Scientific classification
- Kingdom: Animalia
- Phylum: Chordata
- Class: Mammalia
- Order: Chiroptera
- Family: Vespertilionidae
- Genus: Murina
- Species: M. balaensis
- Binomial name: Murina balaensis Soisook, Karapan, Satasook & Bates, 2013

= Bala tube-nosed bat =

- Genus: Murina
- Species: balaensis
- Authority: Soisook, Karapan, Satasook & Bates, 2013
- Conservation status: CR

Species of bat

The Bala tube-nosed bat (Murina balaensis) is a critically endangered species of bat found in Thailand.

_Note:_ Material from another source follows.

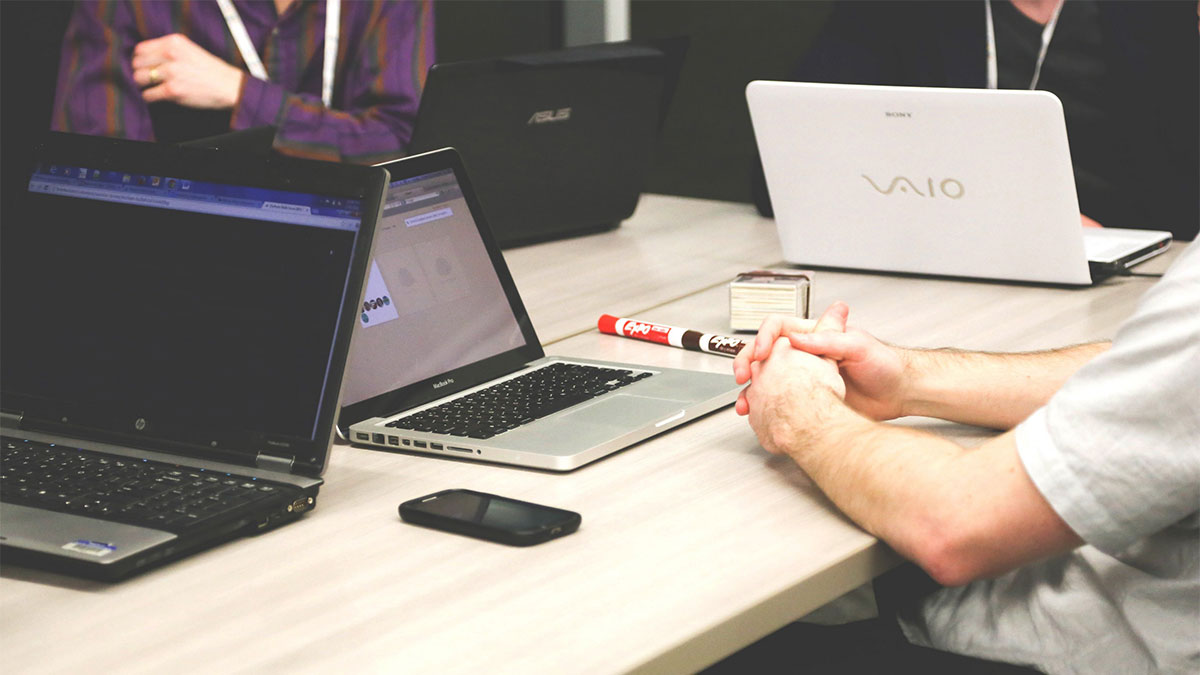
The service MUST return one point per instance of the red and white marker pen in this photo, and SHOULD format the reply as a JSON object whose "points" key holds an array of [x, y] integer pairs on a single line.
{"points": [[671, 335]]}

==Taxonomy and etymology==
It was first encountered in September 2012.
Its closest relative is Eleryi's tube-nosed bat (Murina eleryi).
As the genus Murina is split into species groups, the Bala tube-nosed bat is placed into the suilla group, which also contains the little tube-nosed bat, Beelzebub's tube-nosed bat, the ashy-gray tube-nosed bat, Eleryi's tube-nosed bat, the slender tube-nosed bat, Murina harpioloides, the greater tube-nosed bat, Murina recondita, the forest tube-nosed bat (sometimes considered synonymous with the Ussuri tube-nosed bat), the brown tube-nosed bat, Scully's tube-nosed bat, and Ussuri tube-nosed bat.
Its species name, balaensis, refers to the Bala Forest of Thailand where it is found.

==Description==
It is a small bat, weighing only 3.5-4 g.
Its forearms are 28-30.4 mm long.
Its ears are rounded with smooth margins, measuring 12.3-12.8 mm long.
The ears are brown in color, with the base of the ear a lighter brown.
The tragus is white and short, at 7.4-7.6 mm long.
Their dorsal fur is ashy-gray, with some hairs tipped in a reddish-orange tint of brown.
Other dorsal hairs are tipped in a charcoal black color.
Their heads, backs, uropatagia, and feet have silver-gold guard hairs.
On their ventral side, their hairs are dark gray at the base, but whitish gray at the tips.
Their thumbs are relatively long, at 8.2-8.8 mm long.
The calcar is well-developed, but lacks a keel.

==Biology==
It eats insects, foraging for them only 2-3 m above the forest floor.
It likely roosts in leaves or hollow trees.

==Range and habitat==
It occurs in moist, evergreen lowland rainforests in the Narathiwat Province of southern Thailand.
It has only been encountered in the Bala Forest of Hala-Bala Wildlife Sanctuary.

==Conservation==
It is currently evaluated as critically endangered by the IUCN.
It meets the criteria for this evaluation because its area of occupancy and extent of occurrence are both very small, at less than 4 km2.
Also, there is a projected decline in the quality and extent of their habitat.
It is threatened by habitat loss due to deforestation and the expansion of agriculture.